Chair Jordan. Exactly, exactly.
Ms. Plaskett. You should let us know--
Chair Jordan. Mr. Trusty, you are recognized for your
opening statement.
Ms. Plaskett. The courtesy of advance notice would have
been helpful.
STATEMENT OF JAMES TRUSTY
Mr. Trusty. Thank you, Mr. Chair. My name is Jim Trusty.
I've been an attorney for 35 years. I spent my first 20 as a
local and Federal prosecutor in Maryland, and in both roles I
was fortunate enough to be involved in some fairly complex or
weighty prosecutions.
It starts with the usual misdemeanors and routine felonies,
but I was able to do a ``no-body'' child murder case, as well
as numerous RICO cases against MS-13. I personally led three
different penalty prosecutions, as a Federal prosecutor.
In 2011, I moved over to D.C.--against my better judgment
maybe--but I came over to the Department to work at Main
Justice with some other folks that I knew from Maryland and
became the Chief of the Organized Crime and Gang Section, which
was a fascinating job that I enjoyed for about 7\1/2\ years.
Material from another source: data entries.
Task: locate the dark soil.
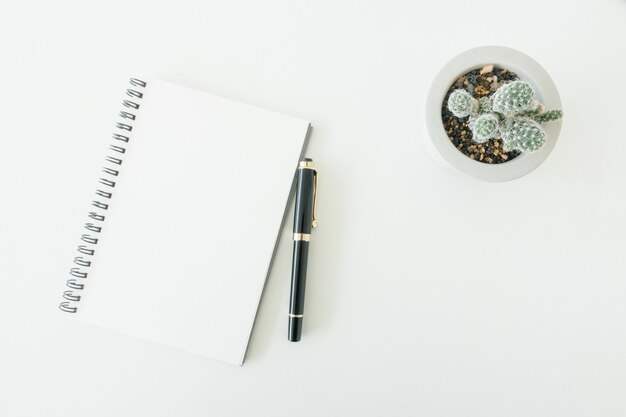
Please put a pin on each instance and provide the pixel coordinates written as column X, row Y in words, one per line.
column 481, row 82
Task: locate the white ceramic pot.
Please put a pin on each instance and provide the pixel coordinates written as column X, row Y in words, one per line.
column 528, row 70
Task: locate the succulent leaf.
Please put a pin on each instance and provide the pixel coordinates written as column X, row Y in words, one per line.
column 485, row 127
column 514, row 97
column 523, row 134
column 462, row 104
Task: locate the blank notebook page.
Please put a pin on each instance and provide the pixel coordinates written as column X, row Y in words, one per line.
column 194, row 219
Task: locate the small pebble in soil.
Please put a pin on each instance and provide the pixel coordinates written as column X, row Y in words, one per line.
column 480, row 82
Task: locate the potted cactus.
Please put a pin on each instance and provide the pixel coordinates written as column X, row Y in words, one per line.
column 486, row 114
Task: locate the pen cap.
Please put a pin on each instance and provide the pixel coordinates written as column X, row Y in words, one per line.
column 305, row 187
column 295, row 329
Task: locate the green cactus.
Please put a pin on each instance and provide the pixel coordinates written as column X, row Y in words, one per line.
column 513, row 97
column 485, row 127
column 511, row 113
column 485, row 105
column 523, row 134
column 548, row 116
column 462, row 104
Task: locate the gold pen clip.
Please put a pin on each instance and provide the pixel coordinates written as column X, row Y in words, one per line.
column 314, row 221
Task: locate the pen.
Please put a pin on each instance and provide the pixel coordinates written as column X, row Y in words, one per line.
column 303, row 221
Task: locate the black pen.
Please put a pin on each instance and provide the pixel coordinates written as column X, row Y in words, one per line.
column 303, row 221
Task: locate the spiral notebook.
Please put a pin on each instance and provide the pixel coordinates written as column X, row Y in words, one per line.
column 184, row 222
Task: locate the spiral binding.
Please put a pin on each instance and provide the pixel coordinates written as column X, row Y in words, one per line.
column 96, row 217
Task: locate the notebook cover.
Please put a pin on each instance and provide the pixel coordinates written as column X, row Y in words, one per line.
column 193, row 222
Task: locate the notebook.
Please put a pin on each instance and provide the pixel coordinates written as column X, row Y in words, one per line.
column 183, row 226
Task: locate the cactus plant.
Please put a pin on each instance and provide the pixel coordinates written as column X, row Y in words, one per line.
column 511, row 113
column 485, row 127
column 462, row 104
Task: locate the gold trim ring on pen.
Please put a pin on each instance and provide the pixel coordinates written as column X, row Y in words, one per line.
column 302, row 236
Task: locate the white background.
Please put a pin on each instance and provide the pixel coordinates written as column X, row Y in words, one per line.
column 429, row 293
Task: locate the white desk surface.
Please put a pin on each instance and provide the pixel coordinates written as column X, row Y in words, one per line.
column 429, row 294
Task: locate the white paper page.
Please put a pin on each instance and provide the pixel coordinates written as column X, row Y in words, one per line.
column 192, row 225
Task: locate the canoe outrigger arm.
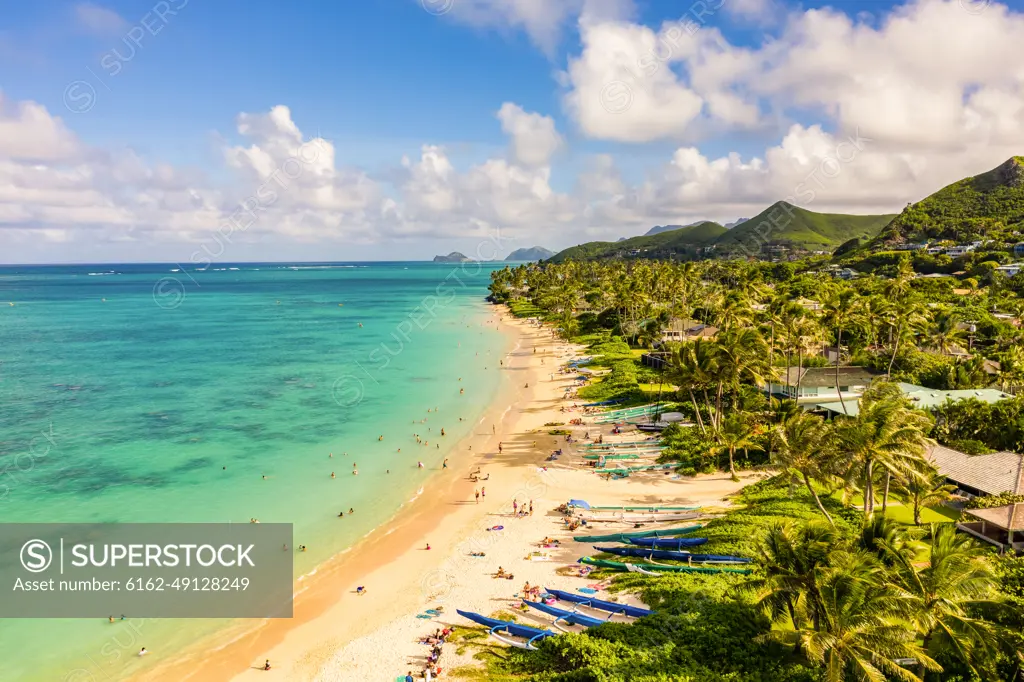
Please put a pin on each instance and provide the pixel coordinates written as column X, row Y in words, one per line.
column 504, row 640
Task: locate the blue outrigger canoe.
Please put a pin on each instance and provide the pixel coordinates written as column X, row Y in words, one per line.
column 529, row 634
column 570, row 617
column 677, row 543
column 646, row 553
column 626, row 537
column 667, row 543
column 599, row 604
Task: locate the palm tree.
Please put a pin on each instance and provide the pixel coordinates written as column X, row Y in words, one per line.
column 924, row 488
column 803, row 449
column 734, row 433
column 887, row 434
column 888, row 540
column 693, row 368
column 906, row 320
column 862, row 632
column 741, row 356
column 944, row 334
column 790, row 557
column 842, row 310
column 876, row 310
column 944, row 596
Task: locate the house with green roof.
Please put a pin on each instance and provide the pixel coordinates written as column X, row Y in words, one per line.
column 921, row 397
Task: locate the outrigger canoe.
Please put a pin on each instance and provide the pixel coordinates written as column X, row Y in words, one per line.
column 617, row 565
column 642, row 517
column 525, row 632
column 600, row 604
column 569, row 617
column 627, row 537
column 654, row 509
column 646, row 553
column 667, row 543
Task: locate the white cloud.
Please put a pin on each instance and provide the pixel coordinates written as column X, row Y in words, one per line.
column 534, row 138
column 931, row 92
column 543, row 20
column 932, row 74
column 28, row 132
column 623, row 86
column 96, row 19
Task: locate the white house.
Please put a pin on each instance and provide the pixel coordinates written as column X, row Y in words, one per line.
column 960, row 250
column 1011, row 269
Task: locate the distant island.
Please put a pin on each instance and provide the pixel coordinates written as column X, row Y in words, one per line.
column 530, row 254
column 454, row 257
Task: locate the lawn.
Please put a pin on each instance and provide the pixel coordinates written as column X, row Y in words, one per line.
column 904, row 513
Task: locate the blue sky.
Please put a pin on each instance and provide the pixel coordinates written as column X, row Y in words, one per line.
column 382, row 79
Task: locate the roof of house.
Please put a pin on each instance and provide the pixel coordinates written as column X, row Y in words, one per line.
column 825, row 376
column 928, row 398
column 995, row 473
column 691, row 328
column 922, row 398
column 1009, row 517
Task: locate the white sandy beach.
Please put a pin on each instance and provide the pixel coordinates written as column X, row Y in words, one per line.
column 338, row 635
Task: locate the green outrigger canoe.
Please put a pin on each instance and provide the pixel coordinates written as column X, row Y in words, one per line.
column 642, row 508
column 623, row 456
column 619, row 565
column 625, row 537
column 627, row 471
column 624, row 443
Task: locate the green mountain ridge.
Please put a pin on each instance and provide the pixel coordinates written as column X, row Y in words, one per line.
column 682, row 242
column 781, row 223
column 529, row 253
column 989, row 205
column 785, row 224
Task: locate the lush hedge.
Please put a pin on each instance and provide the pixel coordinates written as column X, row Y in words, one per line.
column 705, row 629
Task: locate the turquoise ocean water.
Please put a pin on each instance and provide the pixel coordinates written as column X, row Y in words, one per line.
column 125, row 390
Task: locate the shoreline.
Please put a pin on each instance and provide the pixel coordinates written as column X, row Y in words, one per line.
column 337, row 635
column 235, row 651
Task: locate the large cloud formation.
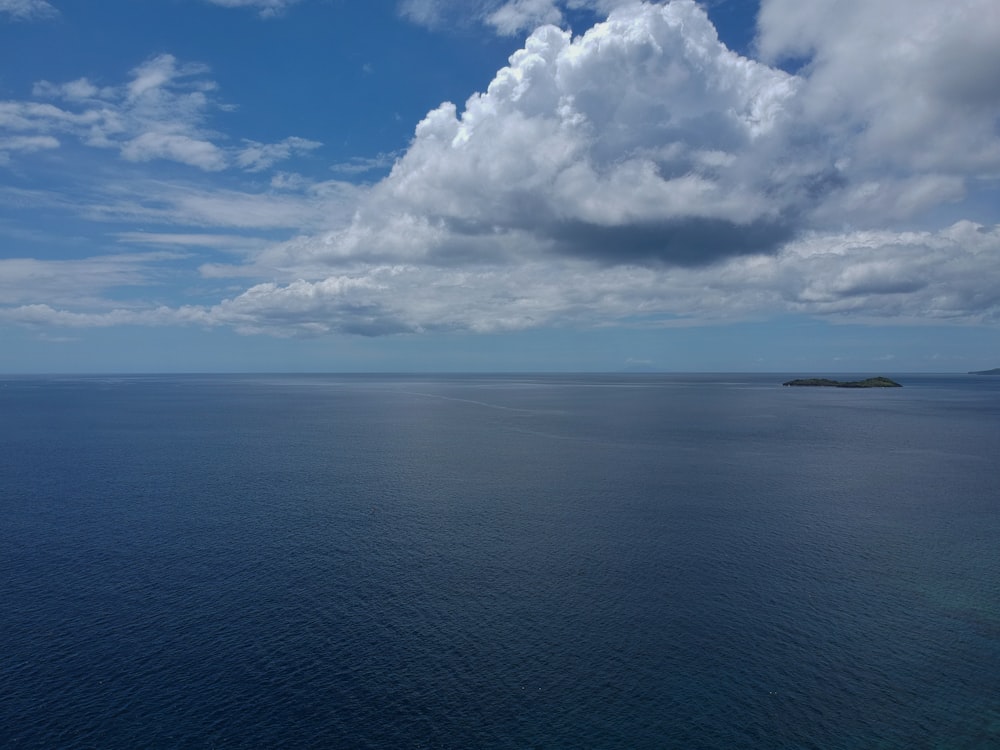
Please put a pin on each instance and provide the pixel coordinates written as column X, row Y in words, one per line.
column 643, row 172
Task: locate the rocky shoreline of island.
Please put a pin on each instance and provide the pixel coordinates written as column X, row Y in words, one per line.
column 878, row 382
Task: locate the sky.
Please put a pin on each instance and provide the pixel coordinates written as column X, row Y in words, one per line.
column 499, row 185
I was able to manage a group of prosecutors that handled
international, national, and regional organized crime cases
against everything from MS-13 to Barrio Azteca, the Mafia, and
international white-collar conspiracies.
I was also during this time a Senior Member of the Attorney
General's Death Penalty Review Committee, helping the Attorney
General decide whether to pursue the death penalty against
folks like the Boston Marathon Bomber and the Charleston church
shooter, among other numerous lower-profile cases.
If my memory serves, I served under seven different
Attorney Generals. In 2017, I left for Ifrah Law, a boutique
litigation shop, where I've represented everything from
international gaming institutions to white-collar executives,
to human trafficking victims, and in 2022, for about a one-year
period, President Donald J. Trump.
On August 8, 2022, I became deeply involved in the Mar-a-
Lago case involving President Trump, and I've given significant
detail in the written statement, which I can't even begin to
full broach in a summary, but I'll try to hit some highlights.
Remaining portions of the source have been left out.